[PYTHON] Scraping with scrapy shell

Introduction

scrapy has a shell mode that allows you to scrape interactively. When used in combination with chrome, it is relatively easy to scrape from a web page. This is useful for considering what kind of xpath to write before writing a program.

Get XPath

For scrapy, specify the data you want to retrieve in the web page with XPath. It's not difficult to write your own XPath on a page that knows the structure of HTML, but it's hard to write the XPath of the data you want to retrieve on a page you haven't created. That's where chrome comes in.

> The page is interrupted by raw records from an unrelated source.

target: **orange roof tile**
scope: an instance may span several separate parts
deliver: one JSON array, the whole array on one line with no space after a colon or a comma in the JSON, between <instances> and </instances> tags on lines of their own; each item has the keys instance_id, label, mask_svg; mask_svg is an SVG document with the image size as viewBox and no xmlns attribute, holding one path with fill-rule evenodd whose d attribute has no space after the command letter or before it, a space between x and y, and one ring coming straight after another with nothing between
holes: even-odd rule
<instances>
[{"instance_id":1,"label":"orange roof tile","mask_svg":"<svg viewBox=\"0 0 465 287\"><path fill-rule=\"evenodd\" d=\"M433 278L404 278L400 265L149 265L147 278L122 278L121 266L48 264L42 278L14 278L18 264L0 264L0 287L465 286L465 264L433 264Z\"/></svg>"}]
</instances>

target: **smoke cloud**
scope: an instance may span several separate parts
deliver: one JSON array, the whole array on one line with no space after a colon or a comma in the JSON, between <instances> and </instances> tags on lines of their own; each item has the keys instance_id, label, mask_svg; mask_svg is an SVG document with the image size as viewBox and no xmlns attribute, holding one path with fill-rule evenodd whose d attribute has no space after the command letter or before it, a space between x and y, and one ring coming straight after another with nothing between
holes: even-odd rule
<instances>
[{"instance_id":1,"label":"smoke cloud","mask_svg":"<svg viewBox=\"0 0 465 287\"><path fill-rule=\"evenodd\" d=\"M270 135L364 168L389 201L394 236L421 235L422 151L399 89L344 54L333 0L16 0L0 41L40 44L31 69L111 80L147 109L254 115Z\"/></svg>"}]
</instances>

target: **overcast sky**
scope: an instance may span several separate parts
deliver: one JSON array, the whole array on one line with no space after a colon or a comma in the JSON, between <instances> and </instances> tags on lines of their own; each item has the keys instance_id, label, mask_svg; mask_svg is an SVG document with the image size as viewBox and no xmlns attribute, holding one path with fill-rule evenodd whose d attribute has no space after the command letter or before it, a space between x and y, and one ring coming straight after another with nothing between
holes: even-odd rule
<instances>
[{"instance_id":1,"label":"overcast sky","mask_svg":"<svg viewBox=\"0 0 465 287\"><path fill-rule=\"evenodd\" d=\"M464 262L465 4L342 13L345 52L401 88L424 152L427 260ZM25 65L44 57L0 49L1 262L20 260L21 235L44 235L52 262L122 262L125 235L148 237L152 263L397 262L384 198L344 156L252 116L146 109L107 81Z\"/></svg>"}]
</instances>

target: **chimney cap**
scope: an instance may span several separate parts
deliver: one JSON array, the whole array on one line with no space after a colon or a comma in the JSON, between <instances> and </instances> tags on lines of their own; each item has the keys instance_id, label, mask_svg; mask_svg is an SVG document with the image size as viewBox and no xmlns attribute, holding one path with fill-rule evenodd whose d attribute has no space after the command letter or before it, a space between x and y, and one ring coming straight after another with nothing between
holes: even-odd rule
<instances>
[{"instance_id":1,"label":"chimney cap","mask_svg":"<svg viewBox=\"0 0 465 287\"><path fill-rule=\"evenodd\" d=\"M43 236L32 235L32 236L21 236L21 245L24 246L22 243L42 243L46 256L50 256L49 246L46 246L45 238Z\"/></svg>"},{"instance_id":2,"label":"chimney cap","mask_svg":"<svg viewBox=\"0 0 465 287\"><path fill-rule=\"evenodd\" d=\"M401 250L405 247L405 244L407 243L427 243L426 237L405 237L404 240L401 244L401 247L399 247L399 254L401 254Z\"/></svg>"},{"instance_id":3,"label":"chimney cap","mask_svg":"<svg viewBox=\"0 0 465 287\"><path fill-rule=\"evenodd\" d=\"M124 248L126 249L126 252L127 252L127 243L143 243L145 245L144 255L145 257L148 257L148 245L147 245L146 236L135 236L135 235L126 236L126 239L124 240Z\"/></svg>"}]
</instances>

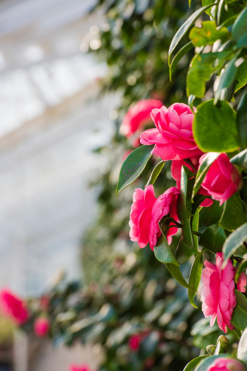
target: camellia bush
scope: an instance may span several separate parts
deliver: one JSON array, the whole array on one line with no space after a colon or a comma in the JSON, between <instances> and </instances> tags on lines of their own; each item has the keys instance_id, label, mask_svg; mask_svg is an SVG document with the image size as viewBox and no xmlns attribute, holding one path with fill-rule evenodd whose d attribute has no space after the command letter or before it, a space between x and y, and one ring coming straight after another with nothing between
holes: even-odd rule
<instances>
[{"instance_id":1,"label":"camellia bush","mask_svg":"<svg viewBox=\"0 0 247 371\"><path fill-rule=\"evenodd\" d=\"M27 302L2 293L28 333L102 344L104 371L247 368L247 6L186 2L107 6L94 52L125 115L98 150L111 155L84 242L89 284ZM131 240L145 247L134 259Z\"/></svg>"},{"instance_id":2,"label":"camellia bush","mask_svg":"<svg viewBox=\"0 0 247 371\"><path fill-rule=\"evenodd\" d=\"M160 158L145 188L136 188L133 194L130 237L141 248L149 244L158 260L188 289L193 306L202 279L202 311L210 317L210 326L217 319L224 333L227 328L234 330L240 337L237 359L225 354L224 342L227 342L224 337L209 349L211 357L197 357L185 370L244 370L247 364L247 91L241 88L247 83L247 6L237 1L203 2L204 6L177 32L169 51L172 78L178 61L195 47L187 76L189 104L175 103L152 110L155 127L141 134L143 145L124 161L116 196L139 176L153 156ZM205 12L210 20L192 29ZM173 58L189 31L191 41ZM176 187L156 197L153 184L168 161ZM179 229L181 237L173 251L172 236ZM203 254L209 252L213 256L203 261ZM192 257L187 282L180 267Z\"/></svg>"}]
</instances>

For example, suppose you want to extract the title and link of each comic from the page http://toyokeizai.net/category/diary. Open this page in chrome, right-click on the top title "Engineers can't go home on Premium Friday" and select "inspect" from the menu. Developer Tools will open as shown in the figure below, and the corresponding tag will be selected. Screen Shot 2017-03-16 at 9.48.18 AM.png Right-click on the `<span>` tag and select" Copy "→" Copy XPath "from the menu to copy the xpath of this ` `` tag to the clipboard. .. In this example, the XPath is

//*[@id="latest-items"]/div/ul/li[1]/div[2]/a/span[2]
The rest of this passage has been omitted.